Dixième époque, Des progrès futurs de l'esprit humain.

Questions :

  • Constitué pour l'essentiel d'interrogations, ce texte affirme néanmoins une thèse. Reformulez-la nettement et précisez ses trois arguments essentiels.
  • Avec le recul qui est le nôtre, comment peut-on nuancer la conviction de Condorcet à propos de l'accession de tous les peuples à la civilisation ? La confiance qu'il manifeste dans leur égalité future n'a-t-elle pas aussi validé les entreprises colonialistes et permis une abolition regrettable des différences ?

 

5. Une image :

Jean Huber, Un dîner de philosophes, 1772 ou 1773, Voltaire Foundation, Oxford.

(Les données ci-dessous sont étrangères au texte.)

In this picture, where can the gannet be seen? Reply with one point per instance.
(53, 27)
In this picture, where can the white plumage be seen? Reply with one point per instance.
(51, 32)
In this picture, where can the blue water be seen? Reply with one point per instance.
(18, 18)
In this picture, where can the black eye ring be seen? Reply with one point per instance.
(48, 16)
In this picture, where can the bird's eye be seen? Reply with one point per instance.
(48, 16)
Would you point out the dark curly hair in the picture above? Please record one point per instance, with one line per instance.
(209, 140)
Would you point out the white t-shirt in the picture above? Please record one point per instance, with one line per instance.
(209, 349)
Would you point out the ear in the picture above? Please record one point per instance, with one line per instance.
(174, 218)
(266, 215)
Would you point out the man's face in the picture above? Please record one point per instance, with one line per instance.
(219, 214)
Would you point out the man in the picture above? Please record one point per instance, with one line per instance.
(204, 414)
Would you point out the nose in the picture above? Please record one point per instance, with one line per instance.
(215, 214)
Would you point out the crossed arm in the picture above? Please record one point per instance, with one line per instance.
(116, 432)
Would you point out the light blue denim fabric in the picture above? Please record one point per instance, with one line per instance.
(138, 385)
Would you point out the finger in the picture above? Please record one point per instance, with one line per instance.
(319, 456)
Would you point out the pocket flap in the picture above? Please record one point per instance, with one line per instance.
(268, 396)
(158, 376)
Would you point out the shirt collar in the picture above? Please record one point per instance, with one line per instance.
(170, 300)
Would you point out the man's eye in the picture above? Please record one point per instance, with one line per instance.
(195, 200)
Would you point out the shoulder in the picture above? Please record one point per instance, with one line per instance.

 Le peintre Jean Huber (1721-1786) devint l'un des familiers de Voltaire et, sous la forme de croquis, de tableaux ou de découpures, laissa des témoignages essentiels sur la vie quotidienne du patriarche de Ferney. Le tableau ci-dessus donne une assez bonne idée de la « cour » que Voltaire entretint dans son château, lui que l'interdit de séjour à Versailles, promulgué par Louis XV, transforma en « aubergiste de l'Europe », à deux pas de la Suisse. Au centre, entouré de Huber et de Saint-Lambert, levant la main comme pour imposer le silence, Voltaire semble vouloir laisser la parole à Diderot (à droite), cependant que Condorcet (à gauche) continue son aparté avec le père Adam, lui aussi familier de Voltaire et bien le seul ecclésiastique qu'il tolérât ! On reconnaît encore La Harpe, Marmontel et Grimm. Ces conversations brillantes, bien à l'écart des princes, sont une des caractéristiques essentielles de ce siècle où les idées font leur chemin à partir des salons et des cafés.